# Impact of a viscoelastic drop on a solid

We solve the axisymmetric, incompressible, variable-density, Navier–Stokes equations with two phases and use the log-conformation method to include viscoelastic stresses. The curvature module is used to compute interface properties.

``````#include "axi.h"
#include "navier-stokes/centered.h"
#include "two-phase.h"
#include "log-conform.h"
#include "curvature.h"
``````

The density and viscosity ratios are 1000. The Reynolds number based on the droplet diameter, velocity and viscosity is 5 and the Froude number is 2.26.

``````#define RHO_r 0.001
#define MU_r 0.001
#define RE 5.
#define FR 2.26
#define LEVEL 7``````

The dimensionless viscoelastic properties used are the ratio of the solvent to the total viscoelastic viscosity (polymeric plus solvent) and the Weissenberg number.

``````#define BETA 0.1
#define WI 1.0

scalar lambdav[], mupv[];``````

The drop comes from the right. We allow the fluid to get through that boundary.

``````u.n[right] = neumann(0);
p[right]   = dirichlet(0);``````

The wall is at the left side. We apply a no-slip boundary condition and a non-wetting condition for the VOF tracer.

``````u.t[left] = dirichlet(0);
tau_qq[left] = dirichlet(0);
f[left]   = 0.;

int main() {``````

The domain spans $\left[0:2.6\right]×\left[0:2.6\right]$.

``````  size (2.6);
init_grid (1 << LEVEL);``````

The densities and viscosities are defined by the parameters above.

``````  rho1 = 1.;
rho2 = RHO_r;
mu1 = BETA/RE;
mu2 = MU_r/RE;``````

The viscoelastic fields will be set below.

``````  mup = mupv;
λ = lambdav;``````

We set a maximum timestep. This is necessary for proper temporal resolution of the viscoelastic stresses.

``````  DT = 2e-3;
run();
}

event init (t = 0) {``````

At a wall of normal $\mathbf{\text{n}}$ the component of the viscoelastic stress tensor $ta{u}_{{p}_{nn}}$ is zero. Since the left boundary is a wall, we set $ta{u}_{{p}_{xx}}$ equal to zero at that boundary.

``````  scalar s = tau_p.x.x;
s[left] = dirichlet(0.);``````

The drop is centered on (2,0) and has a radius of 0.5.

``  fraction (f, - sq(x - 2.) - sq(y) + sq(0.5));``

The initial velocity of the droplet is -1.

``````  foreach()
u.x[] = - f[];
}``````

We add the acceleration of gravity.

``````event acceleration (i++) {
face vector av = a;
foreach_face(x)
av.x[] -= 1./sq(FR);
}``````

We update the viscoelastic properties.
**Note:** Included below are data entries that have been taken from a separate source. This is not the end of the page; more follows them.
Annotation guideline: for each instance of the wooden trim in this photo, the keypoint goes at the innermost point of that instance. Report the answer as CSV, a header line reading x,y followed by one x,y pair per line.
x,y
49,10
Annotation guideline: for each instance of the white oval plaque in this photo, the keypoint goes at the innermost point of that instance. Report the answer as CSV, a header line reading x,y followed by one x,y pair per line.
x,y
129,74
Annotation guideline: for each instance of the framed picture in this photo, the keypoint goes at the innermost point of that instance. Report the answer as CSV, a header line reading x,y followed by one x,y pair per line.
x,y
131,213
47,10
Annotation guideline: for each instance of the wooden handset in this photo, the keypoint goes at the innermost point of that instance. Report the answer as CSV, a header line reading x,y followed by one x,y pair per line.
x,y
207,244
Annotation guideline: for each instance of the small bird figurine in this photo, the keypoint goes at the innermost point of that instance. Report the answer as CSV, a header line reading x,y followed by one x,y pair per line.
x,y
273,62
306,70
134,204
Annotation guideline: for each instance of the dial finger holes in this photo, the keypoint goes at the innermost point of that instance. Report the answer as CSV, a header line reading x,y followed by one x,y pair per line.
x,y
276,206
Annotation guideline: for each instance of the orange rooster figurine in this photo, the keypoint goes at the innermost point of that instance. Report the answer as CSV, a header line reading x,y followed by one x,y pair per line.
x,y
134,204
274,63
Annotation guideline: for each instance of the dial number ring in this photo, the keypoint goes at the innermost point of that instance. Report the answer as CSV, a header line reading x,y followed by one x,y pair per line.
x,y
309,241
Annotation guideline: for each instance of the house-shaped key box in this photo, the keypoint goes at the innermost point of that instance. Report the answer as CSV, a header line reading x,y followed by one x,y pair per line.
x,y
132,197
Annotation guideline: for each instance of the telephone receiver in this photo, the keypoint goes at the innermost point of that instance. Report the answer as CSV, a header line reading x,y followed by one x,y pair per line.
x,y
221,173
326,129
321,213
Only the droplet is viscoelastic.

``````event properties (i++) {
foreach() {
mupv[] = (1. - BETA)*clamp(f[],0,1)/RE;
lambdav[] = WI*clamp(f[],0,1);
}
boundary ({mupv, lambdav});
}``````

We adapt the solution at every timestep based on the interface and velocity errors.

``````#if TREE
adapt_wavelet ({f, u.x, u.y}, (double[]){1e-2, 5e-3, 5e-3},
maxlevel = LEVEL, minlevel = LEVEL - 2);
}
#endif``````

We track the spreading diameter of the droplet.

``````event logfile (i += 20; t <= 5) {
scalar pos[];
position (f, pos, {0,1});
fprintf (stderr, "%g %g\n", t, 2.*statsf(pos).max);
}``````

We generate a movie of the interface shape.

``````#include "view.h"

event viewing (i += 10) {
view (width = 400, height = 400, fov = 20, ty = -0.5,
quat = {0, 0, -0.707, 0.707});

clear();
draw_vof ("f", lw = 2);
squares ("u.x", linear = true);
box (notics = true);
mirror ({0,1}) {
draw_vof ("f", lw = 2);
squares ("u.y", linear = true);
box (notics = true);
}
save ("movie.mp4");``````

We can optionally visualise the results while we run.

``````#if 0
static FILE * fp = popen ("bppm","w");
save (fp = fp);
#endif
}``````

## Results

Animation of the interface shape. The color field on the right-hand-side (resp. l.h.s.) is the radial (resp. axial) velocity component.

The time evolution of the maximum diameter is close to that reported by Figueiredo et al. (2016).

## References

 [figueiredo2016] RA Figueiredo, CM Oishi, AM Afonso, IVM Tasso, and JA Cuminato. A two-phase solver for complex fluids: Studies of the Weissenberg effect. International Journal of Multiphase Flow, 84:98-115, 2016.